Chez le patient ne présentant que deux facteurs de risque, on préconise d’abord d’adopter, selon le cas, une alimentation équilibrée (pauvre en sel, en graisses animales et en sucres rapides; riche en potassium, soit riche en fruits et légumes), une perte de poids, la reprise d’une activité physique régulière (5 fois 30 minutes par semaine), l’arrêt du tabac, de l’alcool modérément (pas plus de 1,5 dl par jour pour les femmes et de 3 dl pour les hommes), gestion du stress (relaxation, tai-chi, méditation, etc.).

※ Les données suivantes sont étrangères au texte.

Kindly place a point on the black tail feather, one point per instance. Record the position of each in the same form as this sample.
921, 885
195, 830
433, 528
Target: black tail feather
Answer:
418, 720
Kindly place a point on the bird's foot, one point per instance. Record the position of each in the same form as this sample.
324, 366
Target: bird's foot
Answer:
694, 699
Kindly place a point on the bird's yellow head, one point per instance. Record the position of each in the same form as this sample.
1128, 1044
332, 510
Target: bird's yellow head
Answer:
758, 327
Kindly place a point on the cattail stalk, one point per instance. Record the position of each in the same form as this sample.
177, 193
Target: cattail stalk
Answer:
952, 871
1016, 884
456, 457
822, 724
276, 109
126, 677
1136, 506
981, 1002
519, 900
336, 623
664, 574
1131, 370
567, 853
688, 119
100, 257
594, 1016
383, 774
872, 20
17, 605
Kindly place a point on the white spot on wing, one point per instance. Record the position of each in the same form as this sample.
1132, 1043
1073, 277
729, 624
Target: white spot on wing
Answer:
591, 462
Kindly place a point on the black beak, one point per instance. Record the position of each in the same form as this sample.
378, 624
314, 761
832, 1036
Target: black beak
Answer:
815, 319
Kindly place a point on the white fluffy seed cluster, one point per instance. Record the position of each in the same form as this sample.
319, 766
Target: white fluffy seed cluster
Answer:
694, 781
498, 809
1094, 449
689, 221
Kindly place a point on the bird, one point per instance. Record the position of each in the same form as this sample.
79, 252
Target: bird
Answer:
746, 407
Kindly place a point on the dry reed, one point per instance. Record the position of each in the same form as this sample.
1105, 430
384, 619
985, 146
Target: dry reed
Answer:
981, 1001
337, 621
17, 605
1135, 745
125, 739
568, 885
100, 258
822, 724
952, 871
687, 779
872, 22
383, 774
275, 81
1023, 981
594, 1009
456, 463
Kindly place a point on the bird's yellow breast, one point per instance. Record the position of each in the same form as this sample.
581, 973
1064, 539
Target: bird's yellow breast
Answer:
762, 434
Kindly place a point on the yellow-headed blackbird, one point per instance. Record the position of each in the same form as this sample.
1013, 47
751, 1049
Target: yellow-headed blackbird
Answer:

Un traitement est-il impératif?

Si l’hypertension persiste au bout de six mois, des médicaments y seront associés. Pour le patient présentant plus de deux facteurs de risque, si la pression est très élevée, et en cas d’atteintes d’organes (problèmes cardiaques, cérébraux, rénaux) ou d’antécédents d’infarctus ou d’AVC, un traitement plus agressif sera immédiatement proposé. Les antihypertenseurs peuvent être une vraie assurance vie. Il en existe six classes, qui ont fait leur preuve sur des décennies et des millions de patients. Il y a des effets secondaires, mais la palette thérapeutique est large, et les traitements s’adaptent à chacun.

Question de valeurs

On parle d’hypertension lorsque les valeurs tensionnelles en milieu médical sont égales ou supérieures à 140/90. Le premier chiffre correspond à la pression systolique (le sang est éjecté dans les artères). Le second à la pression diastolique (les cavités cardiaques se remplissent de sang). A domicile, le seuil est plus bas (≤135/85). La pression artérielle peut fluctuer grandement et rapidement lors d’un effort ou d’un stress. Assurez-vous de la mesurer dans de bonnes conditions.